Supplier selection is one of the most crucial components of the purchasing function, being essential to improve the entity’s competitiveness and to increase customer’s satisfaction. There are different proposals to perform this task, being the added-value perspective one of the most interesting. This approach uses both quantitative and qualitative data for supplier selection, being its main aim to calculate the ability of the supplier to create value for the customer. However, difficulties in the measurement of qualitative items usually avoid its application, reducing the firm’s capacity to improve efficiency. To solve this problem, we intend to combine both types of data, using Fuzzy Theory and new emergent paradigms, to obtain an overall ranking of suppliers’ suitability.
Supplier selection is one of the most strategic components of the purchasing function of the firm [13], being applied to improve the entity’s competitiveness and to increase customer satisfaction. Although criteria used for selecting and retaining suppliers have been examined for decades, the literature documents important changes in these criteria for the last years [19], [15] and [16]. Traditionally, the focus has been on internal logistic measures, like price, lead-time, on time performance, damage, and responsiveness, etc. [4]; thus, many authors identify four broad categories in supplier selection: price, delivery, quality, and service [11] and [19].

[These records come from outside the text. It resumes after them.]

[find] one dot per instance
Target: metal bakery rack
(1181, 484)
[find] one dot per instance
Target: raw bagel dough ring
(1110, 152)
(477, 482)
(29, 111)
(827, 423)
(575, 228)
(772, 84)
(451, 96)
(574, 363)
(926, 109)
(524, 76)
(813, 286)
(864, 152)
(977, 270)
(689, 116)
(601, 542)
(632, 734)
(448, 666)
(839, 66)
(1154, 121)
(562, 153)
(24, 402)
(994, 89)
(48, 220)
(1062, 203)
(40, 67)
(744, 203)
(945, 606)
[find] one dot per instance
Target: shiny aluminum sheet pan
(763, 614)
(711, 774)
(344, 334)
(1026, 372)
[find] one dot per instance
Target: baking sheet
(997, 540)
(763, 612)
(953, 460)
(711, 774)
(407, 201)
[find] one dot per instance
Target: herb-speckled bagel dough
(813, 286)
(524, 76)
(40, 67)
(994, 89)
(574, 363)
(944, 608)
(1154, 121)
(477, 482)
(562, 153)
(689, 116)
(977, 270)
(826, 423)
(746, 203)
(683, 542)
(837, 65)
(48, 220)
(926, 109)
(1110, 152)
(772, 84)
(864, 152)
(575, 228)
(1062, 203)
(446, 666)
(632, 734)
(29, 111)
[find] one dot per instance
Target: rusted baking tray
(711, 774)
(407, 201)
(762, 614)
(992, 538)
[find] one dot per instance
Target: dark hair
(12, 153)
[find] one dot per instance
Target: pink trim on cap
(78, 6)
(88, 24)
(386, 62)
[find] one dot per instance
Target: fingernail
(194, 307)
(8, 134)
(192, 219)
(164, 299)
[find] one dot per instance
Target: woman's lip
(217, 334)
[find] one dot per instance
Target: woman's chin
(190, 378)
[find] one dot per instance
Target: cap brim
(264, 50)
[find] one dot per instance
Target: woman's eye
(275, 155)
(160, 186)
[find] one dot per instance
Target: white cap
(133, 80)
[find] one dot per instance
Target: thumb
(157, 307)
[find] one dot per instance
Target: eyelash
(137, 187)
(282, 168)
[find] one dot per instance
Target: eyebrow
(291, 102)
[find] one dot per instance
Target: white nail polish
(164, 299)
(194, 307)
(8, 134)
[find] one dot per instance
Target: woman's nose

Nevertheless, this internal approach has lost importance in recent decades, being replaced by the added-value perspective, which focuses on the transaction-based theory [2] and the resource-based theory [8]. This new point of view considers that the value-creation concept plays a critical role in the efficiency of the relationships between supplier and buyer [3] and [20], identifying two groups of variables that affect the supplier’s capacity to create value for the client [17]:
(1)
Direct value variables, defined in a quantitative way: prices, quality mistakes or delivery items.
(2)
Indirect value variables, provided by relational factors, such as: cooperation [17]; commitment of resources [1]; trust [22]; customer orientation [18]; communication [17]; responsiveness [11], and customized services and products [12].
This second group has been identified as critical in many studies about business relationships [2] and [8], being related with the reduction of conflicts among channels and the improvement of firm’s performance [15] and [16].
Despite the merit of added-value proposals, few firms have systematically assessed the value of suppliers, due to the difficulties in the measurement of the second group of qualitative and intangible variables [8], [15] and [16].
The absence of these qualitative attributes in suppliers’ selection is not positive for the firm, which “fail to identify where opportunities exist to increase competitiveness, customer value, and shareholder value” [12, p. 1].
We propose a new model of suppliers’ selection that allows to combine both quantitative information (first group) and qualitative one (second group), also including the relative importance of each variable, using both ‘crisp’ and ‘fuzzy’ attributes [21] (for the first and second group of variables, respectively), combining them through the 2-tuple model proposed by Herrera and Martinez [6]. Thus, we will get an overall ranking of suppliers without losing significant information.
Additionally, in order to get a graphical view of the relative position of sellers, a SOFM model will be developed, including in its construction the particular importance of analysed attributes.
The results obtained from this paper could be summarised in two main conclusions:
First, we have checked that both numerical and linguistic information can be combined using the 2-tuple fuzzy linguistic model, in order to obtain a better representation of suppliers’ ability to create value for the customer. Additionally, it allows applying the value-added perspective on supplier selection, increasing the performance of the firm.
Secondly, the use of the SOFM model, applied to previously processed data, allows obtaining a graphical view about the relative suitability of suppliers, and identifies strategic groups of them, which can be very useful for the logistic policy of the firm.
Finally, the future applications of this sort of analysis should be pointed, being a tool to take strategic decisions for the firm’s management (personnel selection based on competences, client clustering using qualitative attributes, benchmarking problems, and others).